01/05/2026
Quando una coppia si separa, spesso si pensa che il problema principale per i figli sia la separazione in sé. In realtà, molto più spesso, ciò che li mette davvero in difficoltà è ciò che continua dopo: il clima emotivo che si crea tra i genitori.
Ci sono legami che non si interrompono con la fine di una relazione, ma che restano vivi nel conflitto fatto di accuse, tensioni, comunicazioni cariche di rabbia o silenzi pesanti. E in mezzo a tutto questo ci sono i figli, che osservano, assorbono e, soprattutto, sentono.

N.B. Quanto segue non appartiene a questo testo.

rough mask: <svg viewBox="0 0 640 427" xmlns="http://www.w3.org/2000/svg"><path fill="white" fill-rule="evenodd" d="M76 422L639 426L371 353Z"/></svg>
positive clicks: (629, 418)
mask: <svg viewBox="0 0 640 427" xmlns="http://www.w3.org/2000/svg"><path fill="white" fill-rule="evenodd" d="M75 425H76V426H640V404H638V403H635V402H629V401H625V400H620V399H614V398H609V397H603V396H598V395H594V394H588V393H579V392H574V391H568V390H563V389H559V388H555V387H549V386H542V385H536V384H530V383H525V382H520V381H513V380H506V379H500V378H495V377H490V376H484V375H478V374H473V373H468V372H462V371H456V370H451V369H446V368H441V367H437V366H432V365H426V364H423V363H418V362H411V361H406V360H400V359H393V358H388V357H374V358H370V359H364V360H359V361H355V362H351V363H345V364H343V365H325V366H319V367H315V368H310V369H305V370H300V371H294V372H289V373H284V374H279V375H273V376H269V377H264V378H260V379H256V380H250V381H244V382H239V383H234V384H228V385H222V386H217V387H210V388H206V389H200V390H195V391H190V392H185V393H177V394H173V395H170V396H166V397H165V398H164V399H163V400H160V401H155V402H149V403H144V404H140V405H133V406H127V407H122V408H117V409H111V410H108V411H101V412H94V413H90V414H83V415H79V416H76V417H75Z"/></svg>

Un bambino o un adolescente non ha ancora gli strumenti per prendere distanza da ciò che accade tra gli adulti. Non riesce a “filtrare” emotivamente. Quello che vive lo interiorizza, e spesso lo esprime attraverso comportamenti che i genitori faticano a comprendere: opposizione, nervosismo, chiusura, ribellione.
E così accade qualcosa di paradossale: proprio quei comportamenti che gli adulti cercano di correggere vengono, in parte, alimentati dal contesto che loro stessi stanno creando. Il figlio non sta semplicemente “sfidando”, ma sta reagendo a una tensione che non riesce a contenere.
Allo stesso tempo, molti genitori chiedono ai figli ciò che loro stessi, in quel momento, non riescono a incarnare: calma mentre litigano, rispetto mentre si offendono, maturità mentre il conflitto li riporta a modalità relazionali più immature.
Non si tratta di essere genitori perfetti, ma di fermarsi e porsi una domanda importante: che atmosfera emotiva sto costruendo per mio figlio?
Perché i figli non crescono solo attraverso ciò che diciamo loro, ma soprattutto attraverso ciò che vedono e respirano ogni giorno. E a volte, il gesto più educativo non è avere ragione o vincere una discussione, ma scegliere consapevolmente di proteggere il loro equilibrio emotivo, anche quando questo significa fare un passo indietro.